Choi Inbi mengangguk dan bangkit dengan berat hati. Sejujurnya ia tidak tega meninggalkan Soojung hanya berdua dengan lelaki sinting yang sayangnya adalah temannya. Lalu bagaimana dengan tugasnya? Jika ia tidak pergi sekarang, mungkin ia harus mengulang mata kuliah itu di semester depan.

Inbi pun melambaikan tangan pada Soojung sebelum menutup pintu. Padahal aku sudah berjanji pada Jimin untuk menjaga Soojung dari Junmyung. Dan sekarang aku malah meninggalkan mereka berdua di dalam, batinnya sambil menghela napas. Aku harus memberi tahu Jimin, putusnya. Dengan pemikiran seperti itu, ia pun mulai mengotak-atik smartphonenya sambil beranjak pergi.
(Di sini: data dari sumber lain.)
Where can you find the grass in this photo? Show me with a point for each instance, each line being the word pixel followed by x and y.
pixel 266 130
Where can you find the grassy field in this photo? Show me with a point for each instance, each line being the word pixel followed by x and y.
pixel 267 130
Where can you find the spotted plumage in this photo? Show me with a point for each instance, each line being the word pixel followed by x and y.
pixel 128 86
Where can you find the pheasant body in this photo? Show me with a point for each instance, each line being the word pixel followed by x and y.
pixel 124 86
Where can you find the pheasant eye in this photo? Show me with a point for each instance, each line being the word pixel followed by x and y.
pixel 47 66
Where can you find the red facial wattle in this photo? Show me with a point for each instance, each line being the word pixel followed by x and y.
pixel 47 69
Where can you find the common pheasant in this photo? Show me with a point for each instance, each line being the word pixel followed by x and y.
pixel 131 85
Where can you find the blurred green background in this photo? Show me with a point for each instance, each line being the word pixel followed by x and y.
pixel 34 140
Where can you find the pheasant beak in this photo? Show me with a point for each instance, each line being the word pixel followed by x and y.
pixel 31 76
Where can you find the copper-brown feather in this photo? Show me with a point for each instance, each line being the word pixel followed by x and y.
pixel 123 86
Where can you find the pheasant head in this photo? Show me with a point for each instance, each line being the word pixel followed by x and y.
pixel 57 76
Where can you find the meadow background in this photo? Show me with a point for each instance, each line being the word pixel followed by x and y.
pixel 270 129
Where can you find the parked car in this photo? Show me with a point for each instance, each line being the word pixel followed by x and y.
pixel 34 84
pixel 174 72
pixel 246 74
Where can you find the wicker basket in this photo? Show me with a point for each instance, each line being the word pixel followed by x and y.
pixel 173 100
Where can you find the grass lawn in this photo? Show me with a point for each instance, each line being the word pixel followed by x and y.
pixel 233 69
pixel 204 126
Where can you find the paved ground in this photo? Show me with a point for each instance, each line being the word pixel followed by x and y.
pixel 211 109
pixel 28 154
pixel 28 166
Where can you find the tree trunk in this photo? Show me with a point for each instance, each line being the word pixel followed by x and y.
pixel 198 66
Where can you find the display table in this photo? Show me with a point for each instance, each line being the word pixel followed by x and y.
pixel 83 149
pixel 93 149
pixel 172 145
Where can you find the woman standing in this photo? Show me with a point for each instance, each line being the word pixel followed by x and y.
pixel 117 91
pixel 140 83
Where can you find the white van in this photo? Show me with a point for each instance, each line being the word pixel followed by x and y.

Sementara itu, Junmyung sangat senang dengan kepergian Inbi. Ia sudah berhasil menyingkirkan pengganggunya. Ya, dialah yang membuat laptop Youngjin hilang. Dengan kekuasaan dan uangnya, ia bisa menyuruh seseorang untuk mencuri laptop tersebut, agar Inbi harus mengerjakan ulang malam ini juga.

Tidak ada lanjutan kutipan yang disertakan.